Borman Bridge Country Road over the Niobrara River 2.3 Miles Southeast of Valentine Cherry County, Nebraska Total Length: 131 ft. Roadway Width: 12.7 ft. 1-Span, 7-Panel, Pratt Through Truss TYPE: Pin-connected Pratt through truss BUILT: 1916 by the Canton Bridge Company COE1606105P On the afternoon of February 16, 1916, ice on the Niobrara River began to break up as the river’s level quickly rose. The resulting flood rolled downstream, pushing the ice pack in front of it and “virtually eating away the thick ice and destroying the county bridges,” lamented one observer. By the time it passed through the county two days later, the flood had swept away fourteen bridges and damaged or destroyed seven others. Only the Bell Bridge, the Berry Bridge and two others remained passable. In the aftermath, the county commissioners declared an emergency and began replacing the damaged spans. On March 24, they visited the wreckage of the Borman Bridge with a representative of the Canton Bridge Company, which held the county’s annual bridge contract.

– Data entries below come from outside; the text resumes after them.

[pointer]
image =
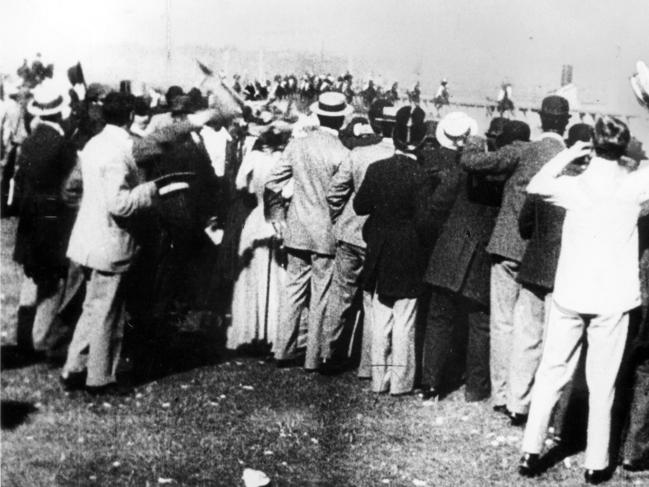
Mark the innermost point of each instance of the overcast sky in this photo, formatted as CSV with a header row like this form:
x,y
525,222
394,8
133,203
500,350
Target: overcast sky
x,y
523,40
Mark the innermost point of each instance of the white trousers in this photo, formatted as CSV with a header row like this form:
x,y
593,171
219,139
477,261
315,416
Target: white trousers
x,y
606,335
393,344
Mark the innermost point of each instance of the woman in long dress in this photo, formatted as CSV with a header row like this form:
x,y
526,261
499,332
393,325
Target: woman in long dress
x,y
256,295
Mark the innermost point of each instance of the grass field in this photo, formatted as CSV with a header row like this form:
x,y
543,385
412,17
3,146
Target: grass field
x,y
203,426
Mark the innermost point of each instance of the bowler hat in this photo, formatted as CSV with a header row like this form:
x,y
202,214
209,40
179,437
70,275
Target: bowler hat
x,y
409,128
515,130
331,104
611,137
556,106
579,132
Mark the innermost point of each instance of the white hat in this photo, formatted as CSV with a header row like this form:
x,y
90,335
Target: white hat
x,y
454,126
331,104
640,84
48,100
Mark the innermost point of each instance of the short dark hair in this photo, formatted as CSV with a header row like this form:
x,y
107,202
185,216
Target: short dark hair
x,y
117,108
331,122
554,123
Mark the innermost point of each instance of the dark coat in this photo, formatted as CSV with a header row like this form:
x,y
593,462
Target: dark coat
x,y
459,261
396,255
45,223
542,223
520,161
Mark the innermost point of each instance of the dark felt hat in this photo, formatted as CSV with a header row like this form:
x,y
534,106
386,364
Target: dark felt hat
x,y
556,106
611,137
409,128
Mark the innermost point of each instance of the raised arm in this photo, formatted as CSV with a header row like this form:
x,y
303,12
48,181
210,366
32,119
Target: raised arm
x,y
341,188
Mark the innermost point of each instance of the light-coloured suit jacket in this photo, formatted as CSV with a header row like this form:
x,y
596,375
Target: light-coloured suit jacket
x,y
348,226
310,161
112,192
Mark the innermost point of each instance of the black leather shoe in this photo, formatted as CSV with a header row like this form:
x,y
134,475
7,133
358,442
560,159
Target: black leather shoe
x,y
528,466
332,367
290,362
114,389
502,409
516,419
596,477
631,466
75,381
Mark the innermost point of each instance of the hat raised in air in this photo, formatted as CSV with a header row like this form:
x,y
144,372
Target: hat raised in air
x,y
331,104
556,106
48,100
453,127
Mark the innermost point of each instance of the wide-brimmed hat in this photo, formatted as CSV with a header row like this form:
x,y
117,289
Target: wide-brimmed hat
x,y
331,104
556,106
453,127
48,100
640,83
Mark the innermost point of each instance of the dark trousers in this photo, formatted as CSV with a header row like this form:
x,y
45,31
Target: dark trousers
x,y
636,445
345,301
446,311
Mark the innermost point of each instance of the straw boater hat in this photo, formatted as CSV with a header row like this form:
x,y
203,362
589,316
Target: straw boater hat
x,y
48,100
455,126
640,83
331,104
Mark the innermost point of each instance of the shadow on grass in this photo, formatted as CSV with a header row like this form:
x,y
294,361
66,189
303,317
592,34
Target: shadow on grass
x,y
15,413
15,357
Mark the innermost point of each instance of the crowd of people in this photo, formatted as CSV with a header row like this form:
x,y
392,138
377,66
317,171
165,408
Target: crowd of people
x,y
414,251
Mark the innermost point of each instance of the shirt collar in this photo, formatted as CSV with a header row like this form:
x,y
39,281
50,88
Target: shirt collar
x,y
552,135
329,131
407,154
53,125
115,131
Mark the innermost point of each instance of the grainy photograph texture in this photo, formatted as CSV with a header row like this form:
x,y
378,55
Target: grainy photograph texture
x,y
324,243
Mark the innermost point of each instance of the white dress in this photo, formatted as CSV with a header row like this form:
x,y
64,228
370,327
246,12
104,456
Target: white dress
x,y
255,312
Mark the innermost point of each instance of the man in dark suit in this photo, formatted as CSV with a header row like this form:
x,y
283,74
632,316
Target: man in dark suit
x,y
518,162
462,211
395,254
307,231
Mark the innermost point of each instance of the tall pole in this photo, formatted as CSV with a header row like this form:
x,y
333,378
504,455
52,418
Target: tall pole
x,y
168,35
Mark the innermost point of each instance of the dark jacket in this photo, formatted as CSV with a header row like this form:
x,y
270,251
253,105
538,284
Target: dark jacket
x,y
541,223
396,255
520,161
459,261
45,221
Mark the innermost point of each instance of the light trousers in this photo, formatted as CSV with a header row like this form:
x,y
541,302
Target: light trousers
x,y
393,344
504,291
530,313
606,335
100,330
307,284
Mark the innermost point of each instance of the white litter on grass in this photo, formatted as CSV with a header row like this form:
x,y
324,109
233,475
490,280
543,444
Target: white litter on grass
x,y
255,478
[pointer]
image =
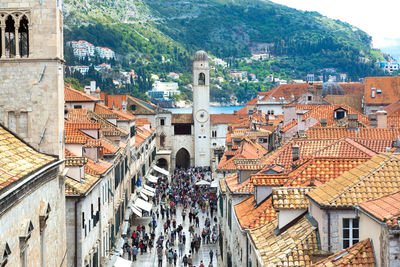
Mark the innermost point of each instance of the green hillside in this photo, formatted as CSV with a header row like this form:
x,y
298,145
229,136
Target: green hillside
x,y
159,36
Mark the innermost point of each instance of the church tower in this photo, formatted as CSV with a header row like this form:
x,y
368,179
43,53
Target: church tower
x,y
31,72
201,103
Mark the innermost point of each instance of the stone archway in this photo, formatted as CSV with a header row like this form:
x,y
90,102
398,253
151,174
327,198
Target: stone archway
x,y
162,163
182,159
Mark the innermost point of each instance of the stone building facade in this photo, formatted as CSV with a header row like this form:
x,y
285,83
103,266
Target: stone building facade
x,y
31,72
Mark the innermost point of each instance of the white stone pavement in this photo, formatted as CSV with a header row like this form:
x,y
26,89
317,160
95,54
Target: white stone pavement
x,y
150,258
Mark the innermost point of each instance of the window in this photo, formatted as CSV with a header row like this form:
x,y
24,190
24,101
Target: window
x,y
23,37
202,79
351,233
10,38
162,140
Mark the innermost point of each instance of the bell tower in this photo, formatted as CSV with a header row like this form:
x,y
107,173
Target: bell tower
x,y
31,72
201,104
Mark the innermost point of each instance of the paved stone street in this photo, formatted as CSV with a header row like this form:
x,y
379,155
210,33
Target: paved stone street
x,y
150,258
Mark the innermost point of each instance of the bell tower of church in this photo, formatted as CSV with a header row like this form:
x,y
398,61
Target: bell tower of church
x,y
31,72
201,103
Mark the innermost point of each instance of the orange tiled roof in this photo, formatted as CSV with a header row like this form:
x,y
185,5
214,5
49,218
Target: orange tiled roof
x,y
76,188
182,118
371,180
17,159
115,101
288,91
251,216
353,101
390,87
359,254
307,171
393,109
362,133
293,247
327,112
290,197
72,95
317,171
386,209
224,118
236,187
289,125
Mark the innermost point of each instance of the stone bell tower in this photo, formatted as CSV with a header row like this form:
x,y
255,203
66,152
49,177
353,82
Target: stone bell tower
x,y
201,104
31,72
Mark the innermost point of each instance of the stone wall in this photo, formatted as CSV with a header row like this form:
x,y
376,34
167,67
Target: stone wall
x,y
28,209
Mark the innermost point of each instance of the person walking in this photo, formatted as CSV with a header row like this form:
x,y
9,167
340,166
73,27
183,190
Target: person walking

Two days later the commissioners ordered a 130-foot-long replacement span from Canton. Using steel rolled by Cambria, the Ohio-based company fabricated and erected this pinned Pratt truss within a month, although the county did not pay its $4,230 cost until two years later. The pin-connected Pratt through truss was the bridge of choice for medium-scale river crossings in Nebraska during the early 20th century, as the Cherry County Commissioners realized in 1916. Virtually all of the replacement spans built that year were medium-span Pratts. Due in part to this natural calamity, the Niobrara River bridges represent the best-preserved group of trusses in the state. The Borman Bridge is significant for its association with the 1916 floodand for its representation of this mainstay structural type.
Berry State Aid Bridge
County Road over the Niobrara River 10 Miles Northeast of Valentine Cherry County, Nebraska Total Length: 153 ft. Roadway Width: 15.7 ft. 1-Span, 8-Panel, Pratt Through Truss TYPE: Rigid-connected Pratt through truss BUILT: 1920-21 by the Pioneer Construction Company COE1637705 Built in 1899, the Berry Bridge northeast of Valentine was one of only four spans left intact over the Niobrara River in the wake of the disastrous 1916 flood. After Cherry County rebuilt the last of its wrecked spans in 1917, the commissioners approached the Nebraska Department of Public Works for state aid to replace the existing Berry truss. Aid was approved the following year. In December 1919 the county advertised for bids for a new 20-ton-capacity bridge either a 120-foot or a 150-foot span at this location. The Pioneer Construction Company was the only bidder to submit proposals for both span lengths, and the Omaha-based company was awarded the construction contract for the150-foot span. Despite damaging the truss by a misplaced dynamite blast during erection, Pioneer completed the Berry Bridge by June 1921. The 1899 truss was then moved to the Brewer crossing. The Berry Bridge has had some recent substructural and bank protection work, but the truss remains unaltered. It is historically significant as a regionally important crossing of the Niobrara River and as one of the few state aid trusses remaining in Nebraska.